Well, let’s get to the tests now. Fortunately, our testbed has the same load capacity of the 12V channels as the TG1300-U6 supports (92A).
Together with an APC SmartUPS SC 620 the PSU worked normally at loads up to 385W (from the mains) and 270W (from the batteries). When the load was higher, the UPS would work for a few seconds and shut down reporting overload. The first number is indicative of a high efficiency of the PSU while the second tells that its active PFC is not quite compatible with UPSes.
The output voltage ripple is higher than the permissible maximum on the +5V rail of the TG1300-U6 (due to short-term spikes).
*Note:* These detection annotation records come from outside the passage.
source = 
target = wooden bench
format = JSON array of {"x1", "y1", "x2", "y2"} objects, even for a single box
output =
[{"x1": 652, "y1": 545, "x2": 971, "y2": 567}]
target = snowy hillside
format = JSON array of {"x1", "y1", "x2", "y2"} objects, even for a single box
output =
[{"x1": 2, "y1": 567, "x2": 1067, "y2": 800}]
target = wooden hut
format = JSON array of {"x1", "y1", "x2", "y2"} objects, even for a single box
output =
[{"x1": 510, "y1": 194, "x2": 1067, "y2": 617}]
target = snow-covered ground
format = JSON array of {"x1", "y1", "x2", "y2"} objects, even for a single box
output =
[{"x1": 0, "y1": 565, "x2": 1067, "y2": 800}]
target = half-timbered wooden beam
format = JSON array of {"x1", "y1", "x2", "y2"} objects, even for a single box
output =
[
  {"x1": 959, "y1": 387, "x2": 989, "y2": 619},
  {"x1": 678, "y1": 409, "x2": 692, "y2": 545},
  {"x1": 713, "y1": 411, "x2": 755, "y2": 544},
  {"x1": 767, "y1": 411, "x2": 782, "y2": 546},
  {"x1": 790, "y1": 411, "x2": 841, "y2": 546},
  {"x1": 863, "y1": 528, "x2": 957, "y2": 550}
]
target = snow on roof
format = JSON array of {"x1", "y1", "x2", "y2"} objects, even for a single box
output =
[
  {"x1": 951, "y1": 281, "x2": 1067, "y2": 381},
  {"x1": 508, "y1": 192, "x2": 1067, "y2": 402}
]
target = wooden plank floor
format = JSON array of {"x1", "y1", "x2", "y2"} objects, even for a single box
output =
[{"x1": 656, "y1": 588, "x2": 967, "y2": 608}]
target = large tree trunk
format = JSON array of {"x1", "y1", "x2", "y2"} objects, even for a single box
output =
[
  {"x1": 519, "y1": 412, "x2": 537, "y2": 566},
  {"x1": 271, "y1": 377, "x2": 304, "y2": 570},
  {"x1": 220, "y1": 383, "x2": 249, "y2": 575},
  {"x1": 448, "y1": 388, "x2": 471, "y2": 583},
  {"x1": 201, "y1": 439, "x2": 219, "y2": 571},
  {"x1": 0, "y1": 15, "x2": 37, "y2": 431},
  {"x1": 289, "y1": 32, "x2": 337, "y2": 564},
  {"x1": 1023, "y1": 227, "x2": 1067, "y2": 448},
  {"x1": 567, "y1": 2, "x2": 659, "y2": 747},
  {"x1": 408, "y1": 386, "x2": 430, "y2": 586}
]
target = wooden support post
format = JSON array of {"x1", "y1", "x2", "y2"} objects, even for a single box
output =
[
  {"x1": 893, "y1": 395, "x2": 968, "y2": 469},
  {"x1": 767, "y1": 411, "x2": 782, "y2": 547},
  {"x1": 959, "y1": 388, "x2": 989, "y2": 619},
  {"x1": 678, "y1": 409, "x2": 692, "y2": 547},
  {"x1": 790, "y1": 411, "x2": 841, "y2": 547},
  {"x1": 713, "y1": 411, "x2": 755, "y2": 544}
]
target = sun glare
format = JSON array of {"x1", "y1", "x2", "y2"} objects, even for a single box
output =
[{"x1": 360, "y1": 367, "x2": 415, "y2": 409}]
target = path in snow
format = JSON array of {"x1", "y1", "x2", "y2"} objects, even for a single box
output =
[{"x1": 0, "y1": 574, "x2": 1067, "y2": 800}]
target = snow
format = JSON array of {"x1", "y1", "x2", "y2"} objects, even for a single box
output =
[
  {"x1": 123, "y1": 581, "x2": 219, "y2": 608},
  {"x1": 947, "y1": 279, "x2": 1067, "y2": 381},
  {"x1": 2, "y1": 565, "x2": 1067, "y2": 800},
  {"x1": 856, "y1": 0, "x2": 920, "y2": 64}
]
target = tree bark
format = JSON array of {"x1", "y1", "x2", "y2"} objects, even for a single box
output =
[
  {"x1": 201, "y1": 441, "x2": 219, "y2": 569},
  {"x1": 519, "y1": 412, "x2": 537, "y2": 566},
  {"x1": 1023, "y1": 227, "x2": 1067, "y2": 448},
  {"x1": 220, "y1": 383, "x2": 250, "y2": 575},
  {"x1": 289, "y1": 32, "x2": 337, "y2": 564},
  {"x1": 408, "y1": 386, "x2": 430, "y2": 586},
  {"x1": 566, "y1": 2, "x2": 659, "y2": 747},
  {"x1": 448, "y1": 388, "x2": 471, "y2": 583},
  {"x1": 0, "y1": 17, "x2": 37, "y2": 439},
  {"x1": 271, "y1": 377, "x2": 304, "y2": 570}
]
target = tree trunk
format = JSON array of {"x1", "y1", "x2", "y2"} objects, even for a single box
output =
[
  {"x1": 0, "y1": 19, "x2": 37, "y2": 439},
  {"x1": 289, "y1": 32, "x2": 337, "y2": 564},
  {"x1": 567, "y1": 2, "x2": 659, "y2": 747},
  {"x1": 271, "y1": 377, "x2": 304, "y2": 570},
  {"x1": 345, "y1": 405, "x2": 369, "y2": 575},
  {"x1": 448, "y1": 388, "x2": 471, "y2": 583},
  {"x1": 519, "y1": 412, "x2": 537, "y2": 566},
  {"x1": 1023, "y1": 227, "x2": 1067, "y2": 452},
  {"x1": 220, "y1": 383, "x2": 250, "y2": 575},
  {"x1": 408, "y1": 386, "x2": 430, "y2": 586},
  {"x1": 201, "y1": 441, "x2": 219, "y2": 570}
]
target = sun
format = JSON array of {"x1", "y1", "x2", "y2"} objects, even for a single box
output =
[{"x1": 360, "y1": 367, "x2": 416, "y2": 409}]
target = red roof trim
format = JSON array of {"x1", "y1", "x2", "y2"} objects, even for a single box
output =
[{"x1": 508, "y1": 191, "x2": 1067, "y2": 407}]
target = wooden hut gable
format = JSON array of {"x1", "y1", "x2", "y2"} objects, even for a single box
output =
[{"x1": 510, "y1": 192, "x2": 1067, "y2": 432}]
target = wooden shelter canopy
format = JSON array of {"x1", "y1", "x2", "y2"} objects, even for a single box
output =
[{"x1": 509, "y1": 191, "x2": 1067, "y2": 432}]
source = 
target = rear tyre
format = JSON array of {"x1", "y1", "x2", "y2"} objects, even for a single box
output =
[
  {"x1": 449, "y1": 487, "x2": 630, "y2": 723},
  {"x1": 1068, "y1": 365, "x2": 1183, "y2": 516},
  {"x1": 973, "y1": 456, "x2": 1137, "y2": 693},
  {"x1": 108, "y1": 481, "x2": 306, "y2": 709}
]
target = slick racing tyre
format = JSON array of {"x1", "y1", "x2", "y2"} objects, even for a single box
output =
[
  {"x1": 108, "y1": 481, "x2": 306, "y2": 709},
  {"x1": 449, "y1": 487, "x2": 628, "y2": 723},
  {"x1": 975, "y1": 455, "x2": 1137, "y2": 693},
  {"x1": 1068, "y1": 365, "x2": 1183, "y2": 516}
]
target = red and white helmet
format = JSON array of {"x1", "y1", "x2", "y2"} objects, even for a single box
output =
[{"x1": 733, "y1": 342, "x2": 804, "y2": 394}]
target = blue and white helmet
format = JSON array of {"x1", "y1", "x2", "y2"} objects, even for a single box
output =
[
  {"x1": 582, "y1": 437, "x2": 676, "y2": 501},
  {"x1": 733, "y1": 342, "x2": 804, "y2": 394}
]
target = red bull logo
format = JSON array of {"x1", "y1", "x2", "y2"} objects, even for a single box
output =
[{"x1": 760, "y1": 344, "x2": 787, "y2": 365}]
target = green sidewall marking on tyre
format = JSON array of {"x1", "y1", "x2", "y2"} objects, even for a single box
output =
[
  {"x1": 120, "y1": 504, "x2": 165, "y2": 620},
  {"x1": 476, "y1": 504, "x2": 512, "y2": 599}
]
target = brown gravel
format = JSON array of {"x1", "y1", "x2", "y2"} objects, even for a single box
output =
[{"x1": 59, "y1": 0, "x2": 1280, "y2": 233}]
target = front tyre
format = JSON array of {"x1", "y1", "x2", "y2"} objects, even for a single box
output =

The ITZ1300 has poor results on all the three rails. I’d say Tagan should pay more attention to the quality of the capacitors than to pretty-looking promo stickers.
It’s all right about the cross-load characteristics: the PSUs can work under any load remaining within the 5% voltage deflection. The main voltage, 12V, is almost ideal.
The PSUs are cooled with fans from Top Motor, an 80x80x25mm DF128025BU together with an 80x80x15mm DF128015BU. The consumption current of .45A means that these fans are not going to be quiet.
Rotating at a reasonable speed up to a load of 400W, the fans then quickly reached 3700-4200rpm. They do cool the PSU well – the temperature difference is no higher than 12°C – but the 1300W Tagan is not a quiet PSU. It produces an audible noise even at minimum load.
The PSUs have a high efficiency at medium loads but it worsens towards full load, dropping below 80%.
Thus, the Tagan TG1300-U6 and ITZ1300 are rather ambiguous products. On one hand, they feature neat assembly, a good selection of connectors and excellent stability of the output voltages, but on the other hand, their output voltage ripple is above the limit (especially that of the certified ITZ1300) and they produce too much noise. The wattage of 1300W is about two times as much as a modern PC with a quad-core CPU and a couple of graphics cards needs, so I don’t see any reason why you may want to sacrifice silence for the sake of wattage in this particular case.